The derivative of a function is a fundamental concept in calculus. It gives the rate at which the function is changing at any point. Symbolically, if you have a function \( f(x) \), the derivative is often represented as \( f'(x) \). To find this, you need to apply differentiation rules. Derivatives can be used to find critical points, understand the slope of tangents at particular points, and determine increasing or decreasing intervals of functions. In our example, differentiating the function \( f(x) = x^{1/3}(x+2)^{3/2} \) helped us pinpoint where changes in the function's behavior occurred.

The product rule is essential when taking derivatives of functions that are products of two other functions. If you have a function \( f(x) = u(x)v(x) \), then the derivative \( f'(x) \) is calculated as \( u'(x)v(x) + u(x)v'(x) \). This rule ensures correct differentiation by dealing with both components. In the original example, we used the product rule to differentiate \( x^{1/3} \) and \( (x+2)^{3/2} \). With this method, you compute the derivative of each component separately, then sum them up as per the rule. This approach allows for an accurate derivative calculation of a product of two functions.

The power rule is one of the simplest and most widely used differentiation techniques. If \( f(x) = x^n \), where \( n \) is any real number, then the derivative \( f'(x) \) is \( nx^{n-1} \).

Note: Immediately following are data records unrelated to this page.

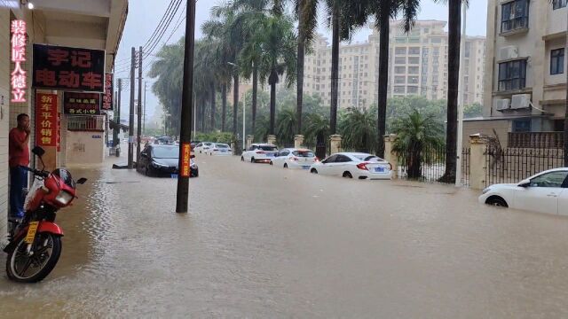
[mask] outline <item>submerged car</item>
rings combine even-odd
[[[199,167],[193,158],[190,160],[190,177],[199,176]],[[172,176],[178,174],[179,146],[146,145],[140,152],[136,170],[146,176]]]
[[[568,167],[544,171],[518,183],[491,185],[478,200],[501,207],[568,214]]]
[[[390,180],[392,177],[392,166],[373,154],[340,152],[314,163],[310,172],[346,178]]]

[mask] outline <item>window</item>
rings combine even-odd
[[[562,74],[564,73],[564,49],[557,49],[550,51],[550,74]]]
[[[418,66],[408,66],[409,74],[418,74],[419,73],[420,73],[420,68]]]
[[[418,57],[408,57],[408,64],[419,64],[420,58]]]
[[[556,10],[564,8],[566,6],[566,3],[568,3],[567,0],[554,0],[552,2],[552,9]]]
[[[417,94],[418,93],[418,87],[415,87],[415,86],[406,87],[406,93],[408,93],[408,94]]]
[[[499,90],[525,89],[526,60],[514,60],[499,64]]]
[[[568,172],[543,174],[531,180],[531,187],[561,188],[568,176]]]
[[[420,47],[408,48],[408,54],[420,54]]]
[[[530,132],[531,120],[516,120],[513,121],[513,132]]]
[[[406,64],[406,57],[395,57],[394,64]]]
[[[516,0],[501,6],[501,32],[509,32],[529,26],[528,0]]]

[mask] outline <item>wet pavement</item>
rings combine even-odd
[[[197,161],[188,214],[173,179],[72,169],[90,181],[58,215],[59,263],[37,284],[3,273],[0,317],[568,315],[568,218],[449,186]]]

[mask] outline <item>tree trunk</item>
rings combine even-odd
[[[255,64],[252,70],[252,133],[254,136],[256,129],[256,97],[258,95],[258,69]],[[242,136],[246,138],[246,136]]]
[[[225,132],[225,127],[226,124],[227,116],[227,84],[224,83],[221,87],[221,131]]]
[[[331,112],[329,133],[337,133],[337,102],[339,94],[339,5],[335,5],[333,17],[333,42],[331,46]]]
[[[441,182],[455,183],[457,166],[458,86],[460,81],[460,39],[462,1],[449,0],[448,19],[448,78],[447,78],[447,131],[446,133],[446,173]]]
[[[304,1],[302,1],[304,4]],[[302,4],[301,4],[302,5]],[[303,23],[303,19],[300,19],[300,25],[298,26],[298,30],[300,33],[304,32],[304,27]],[[297,106],[296,106],[296,134],[302,134],[302,108],[304,106],[304,60],[305,58],[305,40],[304,36],[300,35],[300,40],[298,41],[298,61],[297,61]]]
[[[211,82],[211,131],[215,131],[215,83]]]
[[[384,159],[384,135],[386,134],[387,121],[387,95],[389,89],[389,33],[390,0],[381,3],[380,43],[379,43],[379,99],[378,99],[378,136],[376,155]]]
[[[239,74],[233,77],[234,84],[233,86],[233,136],[237,136],[237,113],[239,112]]]

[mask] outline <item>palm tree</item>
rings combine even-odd
[[[294,144],[294,132],[296,128],[296,110],[285,108],[278,113],[278,135],[277,138],[280,145],[289,146]]]
[[[392,151],[403,159],[408,178],[422,177],[423,151],[443,145],[442,127],[434,115],[424,116],[416,109],[406,118],[395,121],[393,130],[397,134],[397,139]]]
[[[376,149],[376,121],[367,110],[348,109],[339,121],[339,131],[345,149],[367,152]]]
[[[296,36],[292,20],[283,15],[273,15],[257,26],[252,40],[260,43],[261,55],[258,61],[260,79],[268,81],[270,94],[270,134],[274,135],[276,117],[276,84],[280,77],[286,74],[288,86],[296,80]]]

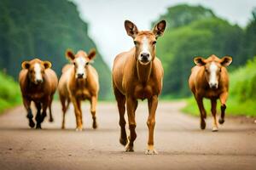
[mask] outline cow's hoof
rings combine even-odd
[[[30,119],[29,120],[29,126],[30,126],[30,128],[33,128],[34,127],[35,127],[35,122],[33,122],[33,120],[32,119]]]
[[[128,140],[127,140],[127,138],[125,139],[122,139],[122,138],[120,138],[119,139],[119,142],[120,142],[120,144],[122,144],[122,145],[126,145],[126,144],[127,144],[127,142],[128,142]]]
[[[219,124],[223,124],[224,122],[225,122],[224,119],[222,118],[218,119]]]
[[[155,150],[147,150],[145,151],[146,155],[157,155],[158,152]]]
[[[133,152],[133,145],[130,145],[130,142],[128,142],[128,144],[125,146],[125,151],[126,152]]]
[[[93,129],[96,129],[98,128],[97,122],[93,122],[92,123],[92,128]]]
[[[212,132],[218,132],[218,129],[217,127],[213,127],[212,129]]]
[[[206,122],[205,121],[201,121],[201,129],[204,130],[206,128]]]
[[[42,129],[41,128],[41,124],[37,124],[37,127],[36,127],[37,129]]]
[[[83,131],[83,127],[79,127],[79,128],[76,128],[76,131],[77,131],[77,132],[81,132],[81,131]]]
[[[49,117],[49,122],[54,122],[54,119],[53,119],[52,117]]]

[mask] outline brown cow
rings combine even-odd
[[[49,61],[41,61],[34,59],[24,61],[21,64],[19,82],[23,98],[23,104],[27,111],[29,126],[34,128],[33,115],[31,110],[31,102],[36,105],[38,112],[36,116],[37,128],[41,128],[41,123],[46,116],[46,110],[49,110],[49,122],[53,122],[51,114],[51,103],[54,94],[57,88],[58,78]],[[41,114],[41,107],[43,112]]]
[[[76,130],[83,129],[81,100],[84,99],[90,102],[92,128],[96,128],[96,107],[100,85],[97,71],[90,65],[96,56],[96,51],[93,49],[87,54],[80,50],[74,54],[71,50],[67,50],[66,56],[73,65],[66,65],[63,67],[58,87],[63,111],[61,128],[65,128],[65,114],[72,101],[76,116]]]
[[[155,56],[156,39],[162,36],[166,22],[159,22],[152,31],[139,31],[131,21],[125,21],[127,34],[133,38],[135,47],[116,56],[113,66],[113,86],[119,113],[120,139],[126,151],[133,151],[135,111],[137,99],[148,99],[149,116],[147,125],[148,140],[146,154],[157,154],[154,147],[154,128],[158,96],[162,89],[164,75],[160,60]],[[125,103],[130,128],[129,141],[125,132]]]
[[[211,99],[212,104],[212,132],[216,132],[218,131],[216,105],[218,99],[221,103],[221,116],[218,122],[223,124],[224,122],[225,104],[229,92],[229,75],[225,67],[231,64],[232,58],[225,56],[218,59],[215,55],[211,55],[208,59],[196,57],[194,62],[196,65],[191,70],[189,84],[200,110],[201,128],[206,128],[207,112],[203,105],[203,98],[207,98]]]

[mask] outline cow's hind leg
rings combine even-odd
[[[66,116],[66,111],[67,110],[67,107],[66,106],[66,98],[65,96],[61,96],[61,94],[60,96],[60,100],[61,103],[61,107],[62,107],[62,124],[61,124],[61,128],[65,129],[65,116]]]
[[[212,115],[213,117],[212,132],[217,132],[218,131],[218,124],[217,124],[217,120],[216,120],[216,105],[217,105],[216,99],[212,99],[211,104],[212,104],[211,111],[212,111]]]
[[[36,121],[37,121],[37,128],[41,128],[41,109],[42,105],[40,102],[35,103],[37,107],[37,116],[36,116]]]
[[[120,139],[119,142],[123,145],[127,144],[127,135],[125,131],[125,96],[123,95],[116,88],[113,88],[115,99],[118,104],[119,113],[119,126],[120,126]]]
[[[158,98],[156,95],[148,99],[149,115],[147,121],[147,125],[148,128],[148,149],[145,152],[145,154],[147,155],[157,154],[157,151],[154,147],[154,129],[155,125],[155,110],[157,108],[157,105]]]
[[[129,128],[130,128],[130,136],[129,141],[126,144],[126,151],[134,151],[133,150],[133,142],[137,138],[136,134],[136,121],[135,121],[135,110],[137,107],[137,100],[133,98],[126,99],[126,107],[127,107],[127,115],[129,120]]]
[[[218,119],[219,124],[223,124],[224,122],[225,110],[227,108],[226,107],[227,99],[228,99],[227,92],[220,94],[220,96],[219,96],[219,99],[220,99],[220,103],[221,103],[221,106],[220,106],[221,115],[220,115],[220,118]]]
[[[29,124],[30,128],[33,128],[35,127],[35,122],[33,122],[33,114],[30,108],[31,100],[28,100],[28,99],[23,98],[23,104],[24,104],[24,106],[27,112],[26,117],[28,118],[28,121],[29,121],[28,124]]]
[[[52,100],[53,100],[53,95],[50,97],[50,100],[49,100],[49,122],[54,122],[54,118],[53,118],[52,113],[51,113],[51,104],[52,104]]]
[[[206,121],[205,118],[207,117],[207,112],[203,105],[203,99],[201,97],[196,97],[195,100],[197,102],[198,108],[200,110],[201,115],[201,129],[206,128]]]

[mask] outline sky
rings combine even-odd
[[[151,30],[152,21],[180,3],[202,5],[231,24],[244,27],[252,18],[256,0],[73,0],[83,20],[89,23],[89,36],[111,68],[115,56],[133,47],[124,21],[129,20],[138,30]]]

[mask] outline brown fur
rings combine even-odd
[[[35,84],[33,72],[34,65],[38,63],[42,69],[42,76],[44,82],[39,84]],[[24,61],[21,65],[22,70],[20,72],[19,82],[22,94],[23,104],[27,110],[27,118],[31,128],[35,126],[32,120],[33,115],[31,110],[31,102],[35,102],[38,109],[36,116],[37,128],[41,128],[41,123],[46,116],[46,110],[49,110],[49,122],[53,122],[51,114],[51,103],[54,94],[57,88],[58,78],[53,70],[50,69],[51,64],[49,61],[41,61],[38,59],[34,59],[31,61]],[[41,107],[43,112],[41,115]]]
[[[73,62],[79,56],[83,56],[90,62],[96,55],[96,51],[92,50],[89,54],[84,51],[79,51],[73,54],[72,51],[67,50],[67,57]],[[82,130],[82,110],[81,101],[89,99],[90,102],[90,112],[93,119],[93,128],[97,128],[96,117],[96,107],[99,92],[98,74],[96,69],[88,65],[85,66],[87,72],[86,78],[76,78],[76,69],[74,65],[66,65],[62,69],[62,75],[60,78],[58,91],[62,105],[63,120],[61,128],[65,128],[65,114],[68,108],[70,101],[73,104],[74,112],[77,122],[77,130]]]
[[[201,128],[205,129],[206,128],[205,118],[207,117],[207,113],[203,106],[203,98],[207,98],[211,99],[212,103],[211,110],[213,116],[212,131],[218,131],[218,124],[216,121],[217,99],[219,99],[221,103],[221,117],[218,122],[222,124],[224,122],[224,110],[226,109],[225,103],[229,91],[229,76],[225,66],[228,66],[231,63],[232,58],[226,56],[222,59],[218,59],[215,55],[211,55],[207,60],[201,57],[195,58],[194,61],[197,65],[194,66],[191,70],[189,85],[200,110]],[[208,83],[208,69],[211,62],[212,61],[217,64],[218,68],[217,74],[217,78],[218,80],[218,88],[211,88]]]
[[[155,26],[153,31],[138,31],[137,26],[126,20],[125,26],[127,34],[135,41],[135,48],[116,56],[113,66],[113,86],[118,103],[119,126],[121,128],[120,143],[126,145],[126,151],[133,151],[133,142],[137,138],[135,132],[135,111],[137,99],[148,99],[149,116],[147,121],[148,141],[147,154],[156,154],[154,148],[154,128],[158,96],[162,89],[163,68],[160,60],[155,56],[155,41],[161,36],[166,27],[166,21]],[[142,50],[143,38],[148,39],[148,51],[152,60],[147,65],[138,60]],[[125,103],[129,119],[130,137],[127,141],[125,132]]]

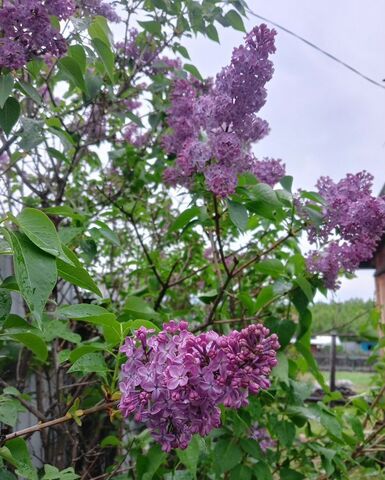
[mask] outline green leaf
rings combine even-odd
[[[186,72],[191,73],[193,77],[197,78],[201,82],[203,81],[203,77],[195,65],[192,65],[191,63],[185,63],[183,65],[183,69],[186,70]]]
[[[174,48],[177,52],[179,52],[182,55],[182,57],[190,60],[190,55],[185,47],[183,47],[182,45],[177,45]]]
[[[295,347],[297,351],[304,357],[306,360],[306,363],[308,364],[310,372],[313,374],[314,378],[317,380],[317,382],[321,385],[323,390],[325,392],[329,391],[329,387],[325,383],[325,378],[320,372],[320,369],[317,365],[316,360],[313,357],[312,352],[310,351],[310,347],[308,345],[305,345],[304,342],[297,342],[295,344]]]
[[[281,277],[285,272],[282,262],[276,258],[262,260],[254,268],[257,272],[265,273],[271,277]]]
[[[68,373],[100,373],[103,375],[107,371],[108,367],[102,353],[86,353],[76,360],[76,362],[68,370]]]
[[[112,33],[105,17],[96,16],[88,27],[92,39],[98,38],[106,45],[111,45]]]
[[[242,17],[236,10],[230,10],[229,12],[227,12],[225,15],[225,19],[233,28],[235,28],[235,30],[239,30],[240,32],[246,32]]]
[[[288,422],[287,420],[278,421],[274,426],[274,433],[284,447],[290,448],[293,445],[295,426],[292,422]]]
[[[47,342],[52,342],[55,338],[62,338],[71,343],[80,343],[82,337],[78,333],[74,333],[68,326],[67,322],[60,320],[50,320],[44,325],[44,338]]]
[[[81,45],[72,45],[68,49],[68,54],[76,61],[84,75],[87,66],[87,57],[84,48]]]
[[[238,465],[230,472],[230,480],[251,480],[253,471],[247,465]]]
[[[197,476],[199,456],[202,449],[202,439],[194,435],[189,446],[185,450],[176,450],[179,460],[185,465],[194,478]]]
[[[320,413],[321,425],[331,433],[334,437],[342,439],[341,425],[334,415],[321,410]]]
[[[91,303],[80,303],[76,305],[65,305],[58,308],[57,312],[73,320],[86,320],[88,322],[99,322],[97,325],[103,325],[104,322],[115,320],[115,314],[109,312],[99,305]]]
[[[0,396],[0,422],[15,427],[19,412],[24,412],[25,408],[21,406],[18,400]],[[0,478],[1,475],[0,475]]]
[[[78,62],[72,57],[64,57],[59,60],[58,65],[72,83],[79,87],[82,92],[85,92],[86,84]]]
[[[229,206],[229,216],[231,221],[237,228],[239,228],[239,230],[246,230],[247,221],[249,219],[246,208],[241,203],[232,200],[228,200],[227,204]]]
[[[155,325],[155,323],[150,322],[150,320],[142,320],[138,318],[137,320],[129,320],[128,322],[124,323],[125,331],[135,331],[138,330],[140,327],[145,327],[149,330],[155,330],[156,332],[160,332],[160,328]]]
[[[306,478],[302,473],[285,467],[279,470],[279,475],[281,480],[303,480]]]
[[[1,466],[0,466],[0,478],[1,480],[17,480],[17,478],[13,473],[8,472],[8,470],[4,470]]]
[[[45,213],[35,208],[24,208],[16,221],[21,231],[41,250],[55,257],[61,254],[59,235]]]
[[[69,357],[67,360],[71,360],[72,363],[76,362],[80,357],[85,355],[86,353],[94,353],[94,352],[104,352],[106,350],[106,344],[100,342],[90,343],[89,345],[80,345],[76,347],[74,350],[70,351]]]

This rule is particularly advantageous when dealing with polynomial functions or any term with a power. In our function, we applied the power rule to differentiate both \( x^{1/3} \) and \( (x+2)^{3/2} \). By reducing the power by one and multiplying by the original exponent, the power rule facilitates a more straightforward and faster calculation of derivatives. This simplification aids in solving more complex calculus problems efficiently.